Notable actors who have portrayed Zhao Yun in television series include: Zhang Shan, in Romance of the Three Kingdoms (1994); Nie Yuan, in Three Kingdoms (2010), Benji Wang in K.O.3an Guo (2010), and Lin Gengxin in God of War, Zhao Yun (2016).

===Video games===

Zhao Yun is one of the Five Tiger Generals that must be recruited by the player in the NES RPG Destiny of an Emperor.

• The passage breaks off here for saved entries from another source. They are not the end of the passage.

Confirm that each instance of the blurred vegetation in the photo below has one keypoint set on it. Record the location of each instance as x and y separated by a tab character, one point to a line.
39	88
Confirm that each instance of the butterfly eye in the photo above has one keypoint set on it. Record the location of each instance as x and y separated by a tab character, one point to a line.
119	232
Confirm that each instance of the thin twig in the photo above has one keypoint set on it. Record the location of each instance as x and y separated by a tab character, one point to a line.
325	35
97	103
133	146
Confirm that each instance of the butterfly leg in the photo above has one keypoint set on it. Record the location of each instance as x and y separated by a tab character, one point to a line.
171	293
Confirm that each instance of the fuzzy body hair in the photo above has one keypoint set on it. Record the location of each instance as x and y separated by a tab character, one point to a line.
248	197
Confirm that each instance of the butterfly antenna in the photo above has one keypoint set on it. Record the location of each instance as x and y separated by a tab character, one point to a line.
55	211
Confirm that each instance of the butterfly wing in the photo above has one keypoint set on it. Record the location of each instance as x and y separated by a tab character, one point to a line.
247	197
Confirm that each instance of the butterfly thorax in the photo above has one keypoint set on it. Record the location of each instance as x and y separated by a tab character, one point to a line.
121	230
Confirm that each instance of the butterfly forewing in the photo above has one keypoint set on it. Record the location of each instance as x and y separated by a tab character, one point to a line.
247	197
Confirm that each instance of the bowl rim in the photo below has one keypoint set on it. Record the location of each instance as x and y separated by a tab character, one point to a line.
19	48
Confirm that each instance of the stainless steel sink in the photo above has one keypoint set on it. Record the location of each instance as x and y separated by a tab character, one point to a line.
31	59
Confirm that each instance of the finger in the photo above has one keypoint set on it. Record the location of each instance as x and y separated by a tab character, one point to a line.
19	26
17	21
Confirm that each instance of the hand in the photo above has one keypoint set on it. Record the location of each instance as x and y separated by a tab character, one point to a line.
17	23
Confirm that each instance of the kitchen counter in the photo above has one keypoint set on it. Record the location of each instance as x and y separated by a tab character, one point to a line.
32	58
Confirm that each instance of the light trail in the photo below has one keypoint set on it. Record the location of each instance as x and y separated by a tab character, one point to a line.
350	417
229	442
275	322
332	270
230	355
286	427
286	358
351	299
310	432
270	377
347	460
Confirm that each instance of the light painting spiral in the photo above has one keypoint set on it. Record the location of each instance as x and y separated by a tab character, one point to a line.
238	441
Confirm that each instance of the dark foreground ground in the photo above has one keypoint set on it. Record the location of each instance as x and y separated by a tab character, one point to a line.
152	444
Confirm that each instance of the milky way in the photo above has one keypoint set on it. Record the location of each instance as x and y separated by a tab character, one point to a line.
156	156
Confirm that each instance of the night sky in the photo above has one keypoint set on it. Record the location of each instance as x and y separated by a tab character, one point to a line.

Zhao Yun appears as a playable character in Koei's Dynasty Warriors and Warriors Orochi video game series. He is usually featured prominently on the cover of each title, and is most often used by the developers in screenshots and other promotional materials for upcoming releases. He also appears in all instalments of Koei's Romance of the Three Kingdoms strategy game series.

The playable champion Xin Zhao in the multiplayer online battle arena game League of Legends is based on Zhao Yun. Zhao Yun also appears as a playable character in Lost Saga, Honor of Kings, Heroes Evolved and Mobile Legends: Bang Bang. He was later renamed to "Zilong" by Moonton, the developer of Mobile Legends: Bang Bang.

In Arena of Valor, the hero Zanis is renamed Zhao Yun in the Vietnamese, Taiwanese, and Japanese versions.

Zhao Yun appears as a Hero in the 2019 grand strategy game Total War: Three Kingdoms.

Zhao Yun appears as a stray Rider-class Servant in the 2023 video game Fate/Samurai Remnant, specifically in their third DLC titled: "Bailong and the Crimson Demon". His Noble Phantasm, "Lone Charge at Changban", is based on his exploits during the Battle of Changban.